This is just a marketing decoration.
I did not find references to "TSX-NI," either on the Internet, or in the Intel manuals, or in the ISA extension guide for Intel.
Intel Quote [ 1 ]
Intel Transaction Sync Extensions (Intel TSX) come in two flavors: HLE and RTM.
Thanks to their implementation, these two aspects are separated from each other (or can be maintained separately from the other), and only RTM introduces new instructions.
Therefore, they are probably related to RTM.
I believe that HLE was introduced at first, and there should be processors that support HLE but not RTM (the opposite, although it may seem implausible).

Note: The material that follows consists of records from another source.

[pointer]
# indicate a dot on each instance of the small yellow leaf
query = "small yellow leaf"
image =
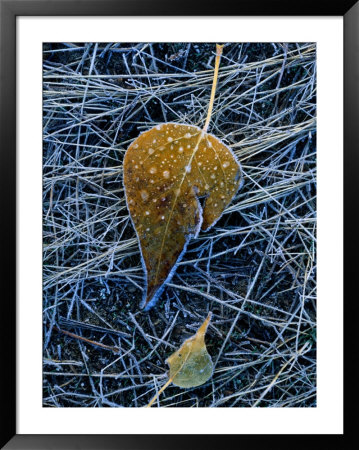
(191, 365)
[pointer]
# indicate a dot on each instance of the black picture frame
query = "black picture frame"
(9, 10)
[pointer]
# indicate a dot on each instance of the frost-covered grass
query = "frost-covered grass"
(255, 269)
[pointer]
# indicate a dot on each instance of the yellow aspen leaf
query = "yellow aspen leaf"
(191, 365)
(167, 171)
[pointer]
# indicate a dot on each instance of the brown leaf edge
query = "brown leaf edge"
(190, 236)
(200, 332)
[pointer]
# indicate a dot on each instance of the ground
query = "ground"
(255, 269)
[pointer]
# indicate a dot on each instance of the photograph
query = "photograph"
(179, 224)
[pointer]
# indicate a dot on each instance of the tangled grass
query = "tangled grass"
(255, 269)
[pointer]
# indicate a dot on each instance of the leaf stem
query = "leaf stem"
(169, 381)
(219, 49)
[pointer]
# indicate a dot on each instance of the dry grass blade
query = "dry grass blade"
(255, 269)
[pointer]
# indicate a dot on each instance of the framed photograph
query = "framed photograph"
(174, 180)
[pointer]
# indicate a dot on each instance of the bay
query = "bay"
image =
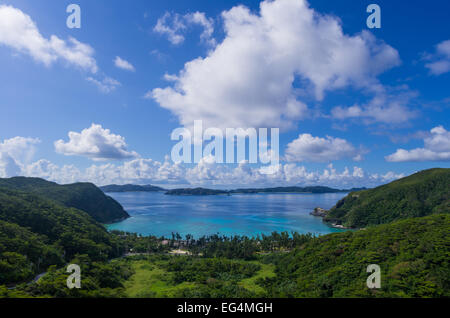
(154, 213)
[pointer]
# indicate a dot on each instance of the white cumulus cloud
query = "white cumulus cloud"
(436, 148)
(96, 143)
(106, 85)
(175, 25)
(247, 79)
(14, 153)
(123, 64)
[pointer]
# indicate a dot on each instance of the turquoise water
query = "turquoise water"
(241, 214)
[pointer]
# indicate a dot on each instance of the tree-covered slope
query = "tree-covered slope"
(83, 196)
(413, 255)
(36, 232)
(420, 194)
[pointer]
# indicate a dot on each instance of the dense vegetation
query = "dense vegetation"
(40, 235)
(421, 194)
(130, 188)
(83, 196)
(414, 256)
(37, 232)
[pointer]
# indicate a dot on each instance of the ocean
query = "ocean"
(154, 213)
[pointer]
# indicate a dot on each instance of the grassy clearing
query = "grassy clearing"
(151, 280)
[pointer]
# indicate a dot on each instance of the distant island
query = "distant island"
(131, 188)
(204, 191)
(197, 191)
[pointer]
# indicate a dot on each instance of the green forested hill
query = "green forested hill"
(413, 255)
(420, 194)
(36, 232)
(83, 196)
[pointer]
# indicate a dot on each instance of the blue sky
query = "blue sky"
(374, 101)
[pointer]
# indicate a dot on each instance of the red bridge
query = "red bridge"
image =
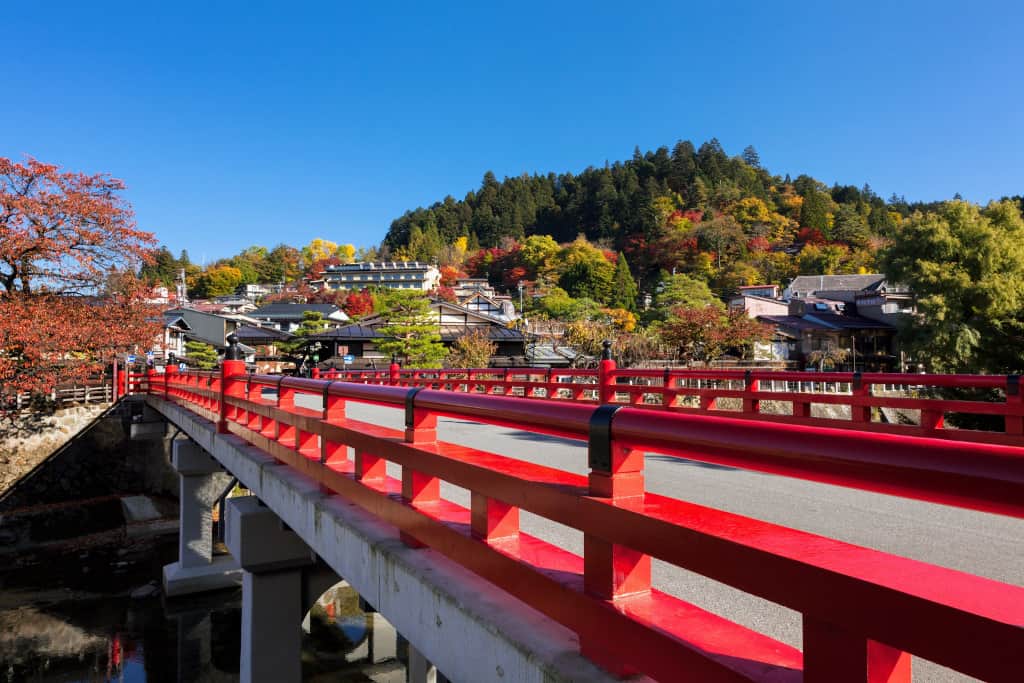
(864, 611)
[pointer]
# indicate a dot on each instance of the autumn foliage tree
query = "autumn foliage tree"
(471, 349)
(69, 302)
(705, 334)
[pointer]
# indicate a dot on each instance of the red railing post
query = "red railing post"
(232, 382)
(170, 373)
(612, 571)
(418, 487)
(1015, 401)
(835, 655)
(859, 390)
(751, 385)
(606, 375)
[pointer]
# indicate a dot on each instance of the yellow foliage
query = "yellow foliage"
(318, 249)
(622, 318)
(345, 252)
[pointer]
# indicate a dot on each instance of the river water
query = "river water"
(97, 615)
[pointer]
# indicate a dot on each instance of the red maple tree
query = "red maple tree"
(69, 299)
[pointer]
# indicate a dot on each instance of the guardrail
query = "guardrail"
(62, 396)
(863, 610)
(768, 395)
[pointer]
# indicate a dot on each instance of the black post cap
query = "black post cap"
(233, 352)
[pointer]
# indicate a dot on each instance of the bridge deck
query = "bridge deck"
(965, 621)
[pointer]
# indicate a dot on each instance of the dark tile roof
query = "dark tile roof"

So perhaps this is the right marketing way to say, "This processor supports our latest TSX features!"
For reference, I wrote a brief introduction to the two parts of Intel TSX, based on the assumption that “TSX-NI” refers to “TSX RTM”.

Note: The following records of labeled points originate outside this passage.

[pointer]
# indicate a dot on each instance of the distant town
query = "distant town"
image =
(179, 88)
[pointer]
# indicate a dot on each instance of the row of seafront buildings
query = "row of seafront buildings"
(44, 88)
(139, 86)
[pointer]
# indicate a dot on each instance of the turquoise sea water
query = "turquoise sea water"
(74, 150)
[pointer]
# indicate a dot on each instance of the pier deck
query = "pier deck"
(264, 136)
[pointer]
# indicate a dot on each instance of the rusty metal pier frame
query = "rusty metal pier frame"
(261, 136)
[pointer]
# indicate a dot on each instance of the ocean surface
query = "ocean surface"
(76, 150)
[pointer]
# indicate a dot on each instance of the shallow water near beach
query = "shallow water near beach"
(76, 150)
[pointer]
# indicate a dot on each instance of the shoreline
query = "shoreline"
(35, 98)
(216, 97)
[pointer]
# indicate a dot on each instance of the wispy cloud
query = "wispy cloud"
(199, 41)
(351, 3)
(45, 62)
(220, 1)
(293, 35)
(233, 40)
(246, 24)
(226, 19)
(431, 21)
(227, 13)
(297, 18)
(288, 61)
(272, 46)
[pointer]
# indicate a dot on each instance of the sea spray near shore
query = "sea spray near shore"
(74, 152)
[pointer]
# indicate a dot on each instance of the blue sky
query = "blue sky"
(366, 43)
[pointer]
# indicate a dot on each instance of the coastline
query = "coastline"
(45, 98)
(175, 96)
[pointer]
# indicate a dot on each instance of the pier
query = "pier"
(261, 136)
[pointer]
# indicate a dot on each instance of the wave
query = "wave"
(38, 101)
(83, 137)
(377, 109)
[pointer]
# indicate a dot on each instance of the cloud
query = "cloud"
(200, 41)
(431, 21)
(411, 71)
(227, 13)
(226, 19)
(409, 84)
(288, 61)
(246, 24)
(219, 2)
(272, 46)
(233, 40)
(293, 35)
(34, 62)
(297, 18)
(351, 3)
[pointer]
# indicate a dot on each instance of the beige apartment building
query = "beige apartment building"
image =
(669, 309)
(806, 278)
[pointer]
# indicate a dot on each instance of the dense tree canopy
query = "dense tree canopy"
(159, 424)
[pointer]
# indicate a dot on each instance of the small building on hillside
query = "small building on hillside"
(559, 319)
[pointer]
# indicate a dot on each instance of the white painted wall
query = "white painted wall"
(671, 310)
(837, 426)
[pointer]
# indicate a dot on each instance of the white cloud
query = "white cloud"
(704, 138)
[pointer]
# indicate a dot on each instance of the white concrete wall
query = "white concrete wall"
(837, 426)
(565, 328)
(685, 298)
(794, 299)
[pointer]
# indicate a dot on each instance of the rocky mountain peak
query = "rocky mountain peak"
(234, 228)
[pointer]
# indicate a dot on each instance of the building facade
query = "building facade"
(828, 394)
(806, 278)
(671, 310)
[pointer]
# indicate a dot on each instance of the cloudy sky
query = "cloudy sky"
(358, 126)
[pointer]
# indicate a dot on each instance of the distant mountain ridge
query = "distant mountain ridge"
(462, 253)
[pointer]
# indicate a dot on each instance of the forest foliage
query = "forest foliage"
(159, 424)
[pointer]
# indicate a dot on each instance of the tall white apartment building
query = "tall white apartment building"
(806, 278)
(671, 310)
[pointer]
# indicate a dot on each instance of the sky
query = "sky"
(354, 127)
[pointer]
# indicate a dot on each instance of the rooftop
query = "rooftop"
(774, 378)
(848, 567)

The full link can be found in Intel Guide 1 - Chapter 15.
Hle
The HLE (Hardware Lock Elision) part is backward compatible.

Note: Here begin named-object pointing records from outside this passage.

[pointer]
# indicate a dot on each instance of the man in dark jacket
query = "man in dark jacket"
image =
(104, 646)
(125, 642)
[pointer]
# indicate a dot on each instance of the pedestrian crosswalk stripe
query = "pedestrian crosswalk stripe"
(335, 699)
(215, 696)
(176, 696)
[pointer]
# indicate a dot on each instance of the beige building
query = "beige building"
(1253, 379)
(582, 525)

We can still check its availability with CPUID.07H.EBX.HLE [bit 4], but it is implemented by changing the semantics of the repne
/ repe
for instructions.
This function consists of two "new" prefixes: xacquire
and xrelease
. Now the CPU can enter a transactional state when each read is added to the read set of transactions, and each record is added to the set of transaction records and is not executed in memory.
Granularity is the size of the cache line.
If a stream reads from a read-set or writes to either a read-set or a record set of another stream, the transaction is aborted. The CPU restores the architectural state, as it was at the beginning of the transaction, and re-executes the instructions without transactions.
If the transaction completes successfully, all recorded memory will be committed atomically.
Transactions are divided into xacquire
and xrelease
.
They can be entered, but there is a limit on the depth (above which the transaction is aborted) and the number of different locks that can be canceled (it is exceeded that the CPU will not overcome new locks, but will not stop the transaction).
When a nested transaction is aborted, the CPU restarts the most external transaction.
xacquire
(operation code F2
, the same as repne
) is used before an instruction that will receive a lock (i.e. write to the lock) and marks the start of the transaction.
This read is not added to the recordset (or it cannot be concurrency, since each thread writes a lock and that will immediately abort the subsequent transaction).
Instead, it is added to the read set.
xrelease
(opcode F3
) is used before the statement, which will release the lock and mark the end of the transaction.
xrelease
must be used with the same lock used with xacquire
to pair with it and complete the transaction.
xacquire
can only be used with the lock
d version of these instructions: ADD, ADC, AND, BTC, BTR, BTS, CMPXCHG, CMPXCHG8B, DEC, INC, NEG, NOT, OR, SBB, SUB, XOR, XADD, XCHG
.
xrelease
with the same instructions plus MOV mem, reg
and MOV mem, imm
without the lock
prefix.
The new xtest
command is available if HLE (or RTM) is present; it sets ZF if the processor is not inside a transaction.
RTM
RTM (limited transactional memory) does not support backward compatibility.
It can be tested with CPUID.07H.EBX.RTM [bit 11].
It introduces three new instructions: xbegin
, xend
and xabort
.
This is just a new interface to the already defined and general transactional execution capability.
xbegin
must point to the backup code as a relative offset.
This code is executed whenever a transaction is not executed.
In such cases, eax
contains the cause of the interrupt.
xend
completes the transaction and instructs the CPU to complete it.
xabort
allows the programmer to explicitly discard the transaction using a special error code.
Intel makes no warranties regarding the processor’s ability to successfully complete a transaction.
While HLE has many very specific conditions, RTM is a "best effort" feature, which is why it is a requirement for backup code.
RTM is lower level than HLE; it allows the programmer to use transactional memory with or without locks.
Mixing HLE and RTM
Intel Quote:
The behavior when HLE and RTM are nested together - HLE inside RTM or RTM inside HLE is a specific implementation. However, in all cases, the implementation will support the semantics of HLE and RTM. An implementation may choose to ignore HLE hints when used in RTM regions, and may result in a transaction abort when RTM instructions are used inside HLE regions. In the latter case, the transition from transactional to non-transactional execution occurs smoothly as the processor will re-execute the HLE region without actually elixing, and then follow the RTM instructions.